Eötvös’s two-movement elegy, with soloist Akiko Suwanai, launches straight in on high, with stratospheric violin textures offset by ensemble sounds so tantalising you have to scrutinise each player to work out how the effect is made. Since a keyboard sampler forms part of the mix, you often remain merely bewitched and bewildered.
Creating an unsettling impact, six violinists were positioned around the Albert Hall, their solo voices speaking in signal and response to Suwanai, who continued her journey of poetic rhapsody alone on stage. The sense of figures lost in space was only too vivid, and expertly performed by all.
Suwanai then brought her fluid, seemingly weightless playing to Vaughan Williams’s The Lark Ascending. Judging by the large audience this season, Proms director Roger Wright is proving himself an ingenious programme maker. Whether the words “Classic FM” are ever said aloud within the walls of Radio 3 is doubtful, but it won’t have escaped anyone’s notice that The Lark Ascending heads that other station’s Hall of Fame list. To programme this glorious piece of English pastoral next to the Eötvös premiere was nifty, to say the least.
Yet as this RVW centenary has reminded us, this extraordinary composer’s music stretches far beyond the shores of Albion.

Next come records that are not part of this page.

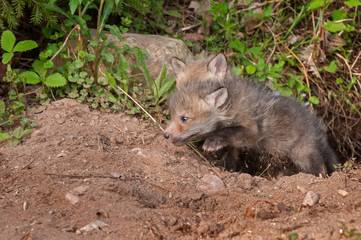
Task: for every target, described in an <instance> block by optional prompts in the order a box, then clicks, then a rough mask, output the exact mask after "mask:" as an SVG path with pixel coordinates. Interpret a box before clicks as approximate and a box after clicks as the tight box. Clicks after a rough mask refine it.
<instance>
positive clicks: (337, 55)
mask: <svg viewBox="0 0 361 240" xmlns="http://www.w3.org/2000/svg"><path fill="white" fill-rule="evenodd" d="M336 56H338V57H339V58H341V59H342V60H343V61H344V62H345V64H346V66H347V68H348V71H349V74H350V81H351V82H352V81H353V76H352V71H351V67H350V65H349V64H348V62H347V59H346V58H344V57H343V56H342V55H341V54H339V53H336ZM354 88H355V91H356V92H357V88H356V86H355V85H354Z"/></svg>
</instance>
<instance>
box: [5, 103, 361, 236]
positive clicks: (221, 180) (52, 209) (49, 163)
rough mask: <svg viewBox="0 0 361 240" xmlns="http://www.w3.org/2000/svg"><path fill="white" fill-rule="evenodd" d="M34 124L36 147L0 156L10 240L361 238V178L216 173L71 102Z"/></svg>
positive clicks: (140, 134) (353, 171)
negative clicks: (308, 194)
mask: <svg viewBox="0 0 361 240" xmlns="http://www.w3.org/2000/svg"><path fill="white" fill-rule="evenodd" d="M32 118H33V119H34V120H35V121H37V122H38V123H39V127H38V129H36V130H35V131H34V132H33V133H32V135H31V136H30V138H29V139H27V140H26V141H25V142H24V143H23V144H21V145H20V146H17V147H8V146H5V145H3V146H2V147H1V149H0V150H1V151H0V164H1V167H0V169H1V170H0V209H1V210H0V215H1V218H0V232H1V237H0V238H1V239H22V238H23V237H24V238H23V239H28V240H29V239H84V238H86V239H200V238H219V239H230V238H234V239H277V238H283V239H287V238H288V236H289V235H291V234H297V235H298V237H299V239H339V238H346V237H347V236H348V235H352V234H354V233H357V234H358V236H360V233H361V224H360V223H361V180H360V177H361V171H360V170H354V171H351V172H350V173H348V174H345V173H340V172H335V173H334V174H333V175H332V176H331V177H330V178H327V179H322V178H318V177H315V176H312V175H308V174H302V173H301V174H297V175H293V176H289V177H282V178H280V179H278V180H274V181H270V180H266V179H264V178H261V177H258V176H251V175H249V174H245V173H230V172H227V171H224V170H221V169H219V168H216V167H214V166H212V165H211V164H210V163H208V162H205V161H203V160H201V159H200V158H199V157H198V156H197V155H196V154H195V153H194V152H192V151H191V150H189V149H188V148H186V147H181V148H178V147H174V146H172V145H171V144H169V143H168V142H166V140H165V139H164V138H163V136H162V133H161V132H160V130H159V129H158V128H157V127H155V126H153V125H151V124H148V123H141V122H139V121H138V120H137V119H135V118H133V117H130V116H127V115H125V114H123V113H119V114H110V113H103V112H99V111H90V110H89V108H88V107H87V106H84V105H81V104H78V103H77V102H75V101H73V100H67V99H64V100H61V101H57V102H53V103H52V104H50V105H48V106H47V107H46V109H45V110H44V111H43V112H41V113H38V114H33V116H32ZM309 191H313V192H314V193H316V194H315V196H316V199H309V200H310V204H311V205H313V206H303V202H304V199H305V196H306V195H308V194H306V192H309ZM84 235H86V236H84Z"/></svg>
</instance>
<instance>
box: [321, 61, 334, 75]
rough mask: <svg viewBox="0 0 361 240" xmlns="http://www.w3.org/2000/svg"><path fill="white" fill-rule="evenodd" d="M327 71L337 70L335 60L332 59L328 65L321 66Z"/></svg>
mask: <svg viewBox="0 0 361 240" xmlns="http://www.w3.org/2000/svg"><path fill="white" fill-rule="evenodd" d="M323 68H324V69H325V70H326V71H327V72H332V73H335V72H337V65H336V62H335V61H332V62H331V64H330V66H325V67H323Z"/></svg>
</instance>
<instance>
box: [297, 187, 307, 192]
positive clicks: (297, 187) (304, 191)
mask: <svg viewBox="0 0 361 240" xmlns="http://www.w3.org/2000/svg"><path fill="white" fill-rule="evenodd" d="M297 189H298V190H300V191H301V192H302V193H306V192H307V191H306V189H305V188H304V187H301V186H297Z"/></svg>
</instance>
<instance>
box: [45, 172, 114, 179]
mask: <svg viewBox="0 0 361 240" xmlns="http://www.w3.org/2000/svg"><path fill="white" fill-rule="evenodd" d="M44 175H47V176H55V177H66V178H81V179H84V178H112V179H121V177H114V176H106V175H92V174H89V175H67V174H56V173H44Z"/></svg>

He studied with Ravel, whose song-cycle Shéhérezade — with Sarah Connolly the opulent soloist — and ballet Daphnis et Chloé (Suite No 2) were included in this increasingly voluptuous Prom, which had opened with the ultimate in French languor, Debussy’s L’après midi d’un faune.
After all this hot eroticism and exoticism, you felt quite in need of a plunge in cold water. Fortunately the Late Night Prom provided this in the form of John Tavener’s The Whale —first performed in 1968 by the same performers, the London Sinfonietta forces. For a work long regarded as a white elephant, it came up spouting freshly and very much its own inimitable mammal.